One of the most common and important destructive attacks on the victim system is Advanced Persistent Threat (APT)-attack. The APT attacker can achieve his hostile goals by obtaining information and gaining financial benefits regarding the infrastructure of a network. One of the solutions to detect a secret APT attack is using network traffic. Due to the nature of the APT attack in terms of being on the network for a long time and the fact that the network may crash because of high traffic, it is difficult to detect this type of attack. Hence, in this study, machine learning methods such as C5.0 decision tree, Bayesian network and deep neural network are used for timely detection and classification of APT-attacks on the NSL-KDD dataset. Moreover, 10-fold cross validation method is used to experiment these models.
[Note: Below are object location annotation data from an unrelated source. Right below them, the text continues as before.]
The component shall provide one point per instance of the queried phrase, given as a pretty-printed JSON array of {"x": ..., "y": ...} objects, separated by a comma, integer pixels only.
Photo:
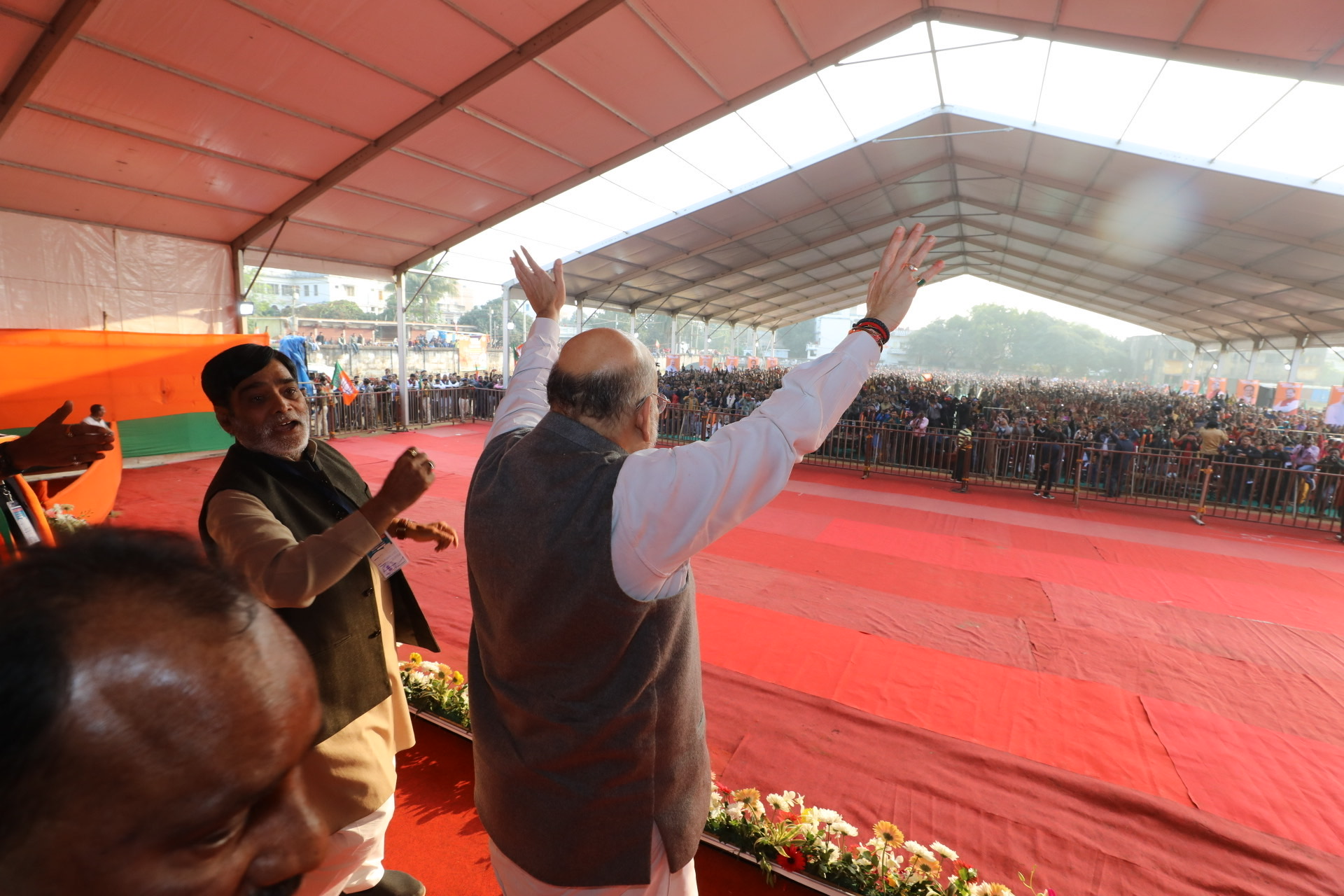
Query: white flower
[{"x": 843, "y": 830}]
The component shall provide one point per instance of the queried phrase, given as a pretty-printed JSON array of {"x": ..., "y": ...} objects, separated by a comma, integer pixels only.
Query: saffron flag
[
  {"x": 1288, "y": 398},
  {"x": 344, "y": 383},
  {"x": 1335, "y": 406}
]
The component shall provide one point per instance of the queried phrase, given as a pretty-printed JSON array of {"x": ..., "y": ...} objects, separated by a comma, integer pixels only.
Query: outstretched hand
[
  {"x": 441, "y": 533},
  {"x": 898, "y": 276},
  {"x": 546, "y": 292},
  {"x": 51, "y": 444}
]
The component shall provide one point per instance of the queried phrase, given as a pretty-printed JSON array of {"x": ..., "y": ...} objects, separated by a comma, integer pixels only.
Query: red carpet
[{"x": 1109, "y": 694}]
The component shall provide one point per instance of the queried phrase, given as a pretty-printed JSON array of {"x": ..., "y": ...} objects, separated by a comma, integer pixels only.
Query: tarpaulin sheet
[
  {"x": 1276, "y": 603},
  {"x": 1303, "y": 650},
  {"x": 1249, "y": 692},
  {"x": 1012, "y": 710},
  {"x": 1278, "y": 783},
  {"x": 134, "y": 375},
  {"x": 913, "y": 578},
  {"x": 967, "y": 633},
  {"x": 61, "y": 274},
  {"x": 1003, "y": 813}
]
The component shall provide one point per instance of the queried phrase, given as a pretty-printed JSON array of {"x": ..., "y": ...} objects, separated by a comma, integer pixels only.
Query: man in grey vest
[{"x": 592, "y": 769}]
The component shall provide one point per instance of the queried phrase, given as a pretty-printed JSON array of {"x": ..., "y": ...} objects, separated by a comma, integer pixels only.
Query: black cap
[{"x": 225, "y": 371}]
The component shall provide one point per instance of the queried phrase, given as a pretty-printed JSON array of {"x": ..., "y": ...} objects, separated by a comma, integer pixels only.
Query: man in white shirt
[
  {"x": 96, "y": 416},
  {"x": 584, "y": 659}
]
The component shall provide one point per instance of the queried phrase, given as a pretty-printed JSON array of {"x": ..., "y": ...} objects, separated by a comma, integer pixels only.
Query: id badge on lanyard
[
  {"x": 19, "y": 514},
  {"x": 387, "y": 558}
]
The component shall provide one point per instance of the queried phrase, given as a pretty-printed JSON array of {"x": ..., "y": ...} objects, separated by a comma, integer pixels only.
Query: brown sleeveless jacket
[{"x": 587, "y": 703}]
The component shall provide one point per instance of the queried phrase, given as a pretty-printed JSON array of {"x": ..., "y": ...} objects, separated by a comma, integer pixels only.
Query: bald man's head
[{"x": 601, "y": 375}]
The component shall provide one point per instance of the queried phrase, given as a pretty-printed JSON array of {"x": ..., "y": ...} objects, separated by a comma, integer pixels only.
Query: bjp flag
[
  {"x": 349, "y": 391},
  {"x": 1288, "y": 397},
  {"x": 1335, "y": 407}
]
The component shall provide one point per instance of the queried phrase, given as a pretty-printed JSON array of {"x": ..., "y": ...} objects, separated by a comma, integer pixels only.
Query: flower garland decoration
[
  {"x": 62, "y": 522},
  {"x": 819, "y": 843},
  {"x": 780, "y": 830},
  {"x": 435, "y": 687}
]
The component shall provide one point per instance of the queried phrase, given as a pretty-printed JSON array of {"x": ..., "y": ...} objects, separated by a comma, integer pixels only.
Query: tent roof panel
[
  {"x": 62, "y": 144},
  {"x": 659, "y": 90},
  {"x": 225, "y": 45},
  {"x": 424, "y": 124},
  {"x": 430, "y": 45},
  {"x": 127, "y": 94}
]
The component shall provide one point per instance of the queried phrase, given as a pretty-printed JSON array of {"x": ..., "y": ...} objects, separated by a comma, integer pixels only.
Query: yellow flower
[{"x": 888, "y": 832}]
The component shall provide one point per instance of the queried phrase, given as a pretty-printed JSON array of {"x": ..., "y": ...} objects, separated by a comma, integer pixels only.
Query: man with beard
[
  {"x": 302, "y": 527},
  {"x": 156, "y": 719}
]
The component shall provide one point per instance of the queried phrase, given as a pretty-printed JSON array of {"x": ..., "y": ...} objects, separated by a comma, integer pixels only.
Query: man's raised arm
[
  {"x": 524, "y": 402},
  {"x": 670, "y": 504}
]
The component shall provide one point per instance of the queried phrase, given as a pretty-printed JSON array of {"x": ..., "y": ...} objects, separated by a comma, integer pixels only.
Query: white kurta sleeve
[{"x": 524, "y": 400}]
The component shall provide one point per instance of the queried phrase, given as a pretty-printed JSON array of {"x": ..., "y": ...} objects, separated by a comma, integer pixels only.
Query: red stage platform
[{"x": 1126, "y": 701}]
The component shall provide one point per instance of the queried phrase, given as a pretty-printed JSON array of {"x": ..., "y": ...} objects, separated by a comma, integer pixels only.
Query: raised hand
[
  {"x": 441, "y": 533},
  {"x": 898, "y": 276},
  {"x": 51, "y": 444},
  {"x": 546, "y": 292},
  {"x": 409, "y": 479}
]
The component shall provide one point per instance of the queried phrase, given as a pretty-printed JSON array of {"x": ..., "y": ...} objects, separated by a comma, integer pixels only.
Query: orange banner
[
  {"x": 1288, "y": 397},
  {"x": 134, "y": 375},
  {"x": 1335, "y": 407}
]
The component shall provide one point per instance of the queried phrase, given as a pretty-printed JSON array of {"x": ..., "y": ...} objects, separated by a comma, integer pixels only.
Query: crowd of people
[{"x": 1110, "y": 437}]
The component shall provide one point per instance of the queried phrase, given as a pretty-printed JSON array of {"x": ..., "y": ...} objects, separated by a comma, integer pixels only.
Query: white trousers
[
  {"x": 663, "y": 881},
  {"x": 354, "y": 858}
]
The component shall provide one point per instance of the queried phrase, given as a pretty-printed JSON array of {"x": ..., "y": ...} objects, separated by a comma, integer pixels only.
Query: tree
[
  {"x": 425, "y": 307},
  {"x": 796, "y": 339},
  {"x": 1000, "y": 340},
  {"x": 340, "y": 309}
]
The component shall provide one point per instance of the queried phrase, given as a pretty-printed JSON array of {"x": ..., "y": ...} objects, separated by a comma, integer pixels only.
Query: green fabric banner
[{"x": 172, "y": 434}]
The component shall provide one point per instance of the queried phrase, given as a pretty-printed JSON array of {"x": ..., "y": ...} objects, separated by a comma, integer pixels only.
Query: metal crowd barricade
[
  {"x": 384, "y": 410},
  {"x": 1159, "y": 479}
]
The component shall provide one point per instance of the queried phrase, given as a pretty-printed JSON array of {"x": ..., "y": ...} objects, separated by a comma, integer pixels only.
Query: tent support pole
[{"x": 402, "y": 387}]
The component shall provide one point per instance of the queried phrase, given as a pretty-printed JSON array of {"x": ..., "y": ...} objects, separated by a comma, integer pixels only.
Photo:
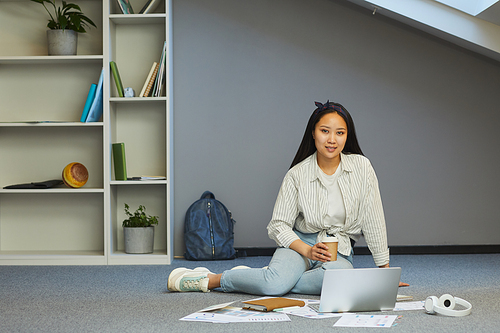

As a result, the accuracy (ACC) of the C5.0 decision tree, Bayesian network and 6-layer deep learning models is obtained as 95.64%, 88.37% and 98.85%, respectively, and also, in terms of the important criterion of the false positive rate (FPR), the FPR value for the C5.0 decision tree, Bayesian network and 6-layer deep learning models is obtained as 2.56, 10.47 and 1.13, respectively. Other criterions such as sensitivity, specificity, accuracy, false negative rate and F-measure are also investigated for the models, and the experimental results show that the deep learning model with automatic multi-layered extraction of features has the best performance for timely detection of an APT-attack comparing to other classification models.